The University of Pittsburgh School of Medicine study found that gastric bypass is feasible and effective in controlling GERD in patients who had previous antireflux surgery and who have subsequently gained significant weight, and in obese patients who have had previous antireflux procedures and continued to have problems with GERD.
This small study involved seven patients who underwent laparoscopic gastric bypass after having antireflux surgery to control GERD. Patients' co-morbid medical conditions included sleep apnea, diabetes mellitus, hypertension, degenerative joint disease, depression, hypercholesterolemia, polycystic ovarian syndrome and lower extremity edema.

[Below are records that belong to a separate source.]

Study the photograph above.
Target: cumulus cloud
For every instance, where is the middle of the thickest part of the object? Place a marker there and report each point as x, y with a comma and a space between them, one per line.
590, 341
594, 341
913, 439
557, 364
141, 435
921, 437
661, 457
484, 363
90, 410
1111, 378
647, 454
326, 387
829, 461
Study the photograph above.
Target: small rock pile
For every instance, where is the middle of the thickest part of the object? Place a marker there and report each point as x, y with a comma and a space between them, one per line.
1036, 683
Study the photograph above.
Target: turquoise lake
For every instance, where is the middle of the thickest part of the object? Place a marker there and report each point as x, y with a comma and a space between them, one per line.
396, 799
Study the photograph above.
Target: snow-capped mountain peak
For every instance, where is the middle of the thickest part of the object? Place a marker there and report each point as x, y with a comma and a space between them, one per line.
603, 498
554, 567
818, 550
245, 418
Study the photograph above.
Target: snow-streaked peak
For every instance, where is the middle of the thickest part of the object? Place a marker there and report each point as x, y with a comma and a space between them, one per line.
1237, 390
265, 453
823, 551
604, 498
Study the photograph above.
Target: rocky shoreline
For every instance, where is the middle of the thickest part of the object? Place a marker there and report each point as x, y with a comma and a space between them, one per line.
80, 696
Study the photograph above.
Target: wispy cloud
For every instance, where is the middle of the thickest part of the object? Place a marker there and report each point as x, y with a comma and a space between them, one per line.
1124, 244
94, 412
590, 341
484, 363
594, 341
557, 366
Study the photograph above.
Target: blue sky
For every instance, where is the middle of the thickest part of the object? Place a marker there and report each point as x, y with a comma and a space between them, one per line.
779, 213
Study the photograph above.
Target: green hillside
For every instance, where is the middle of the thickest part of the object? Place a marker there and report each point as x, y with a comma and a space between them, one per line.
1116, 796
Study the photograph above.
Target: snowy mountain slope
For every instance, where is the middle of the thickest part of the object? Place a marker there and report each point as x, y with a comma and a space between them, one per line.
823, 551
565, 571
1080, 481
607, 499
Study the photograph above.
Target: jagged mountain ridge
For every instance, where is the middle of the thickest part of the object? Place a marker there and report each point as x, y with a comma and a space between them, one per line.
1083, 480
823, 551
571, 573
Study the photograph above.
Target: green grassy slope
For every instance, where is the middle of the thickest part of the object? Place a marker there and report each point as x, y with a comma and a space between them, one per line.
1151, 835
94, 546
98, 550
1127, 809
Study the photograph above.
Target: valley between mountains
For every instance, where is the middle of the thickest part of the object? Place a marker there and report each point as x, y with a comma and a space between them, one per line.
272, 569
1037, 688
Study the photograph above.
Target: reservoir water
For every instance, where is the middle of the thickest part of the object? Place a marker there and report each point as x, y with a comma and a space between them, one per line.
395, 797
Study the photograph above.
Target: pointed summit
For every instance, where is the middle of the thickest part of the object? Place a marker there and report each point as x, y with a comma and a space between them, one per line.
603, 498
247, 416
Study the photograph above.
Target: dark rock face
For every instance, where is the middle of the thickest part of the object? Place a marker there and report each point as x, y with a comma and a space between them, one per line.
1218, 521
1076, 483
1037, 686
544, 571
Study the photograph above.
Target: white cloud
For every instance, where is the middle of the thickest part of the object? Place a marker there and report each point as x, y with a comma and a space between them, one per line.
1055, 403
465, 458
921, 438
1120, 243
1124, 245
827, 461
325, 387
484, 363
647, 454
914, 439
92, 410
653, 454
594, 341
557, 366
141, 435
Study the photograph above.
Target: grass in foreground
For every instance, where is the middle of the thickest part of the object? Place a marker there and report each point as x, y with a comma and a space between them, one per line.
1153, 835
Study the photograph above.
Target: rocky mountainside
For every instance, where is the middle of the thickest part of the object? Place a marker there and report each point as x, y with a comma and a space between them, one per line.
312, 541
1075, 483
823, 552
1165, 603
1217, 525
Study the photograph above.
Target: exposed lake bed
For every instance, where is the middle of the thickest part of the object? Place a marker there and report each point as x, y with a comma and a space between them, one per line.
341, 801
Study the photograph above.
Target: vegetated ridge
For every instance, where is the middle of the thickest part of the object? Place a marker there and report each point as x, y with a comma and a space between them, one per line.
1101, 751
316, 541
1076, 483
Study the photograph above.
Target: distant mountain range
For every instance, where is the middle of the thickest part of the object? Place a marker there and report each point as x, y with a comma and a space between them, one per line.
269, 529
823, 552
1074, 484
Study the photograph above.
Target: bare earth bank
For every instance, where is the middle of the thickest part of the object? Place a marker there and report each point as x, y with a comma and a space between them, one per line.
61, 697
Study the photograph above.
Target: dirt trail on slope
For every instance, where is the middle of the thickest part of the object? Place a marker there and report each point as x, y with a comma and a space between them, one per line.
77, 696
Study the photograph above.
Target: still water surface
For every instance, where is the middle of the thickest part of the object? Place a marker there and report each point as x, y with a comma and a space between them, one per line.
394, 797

"Despite a morbidity rate of 42.8 percent, this study showed that all patients did well with zero mortality and were satisfied with their condition during the follow-up period, suggesting that the long-term outcome of laparoscopic gastric bypass in obese patients who had previous antireflux surgery is promising. There also was a significant improvement of GERD symptoms following the laparoscopic gastric bypass, which was maintained during follow-up," said Ioannis Raftopoulos, M.D., Ph.D., assistant professor of surgery in the division of thoracic & foregut surgery at the University of Pittsburgh School of Medicine, and principal author of the study. In addition, 70 percent of associated co-morbid medical conditions were either resolved or improved significantly.
GERD is a significant public health problem affecting up to 40 percent of the American adult population.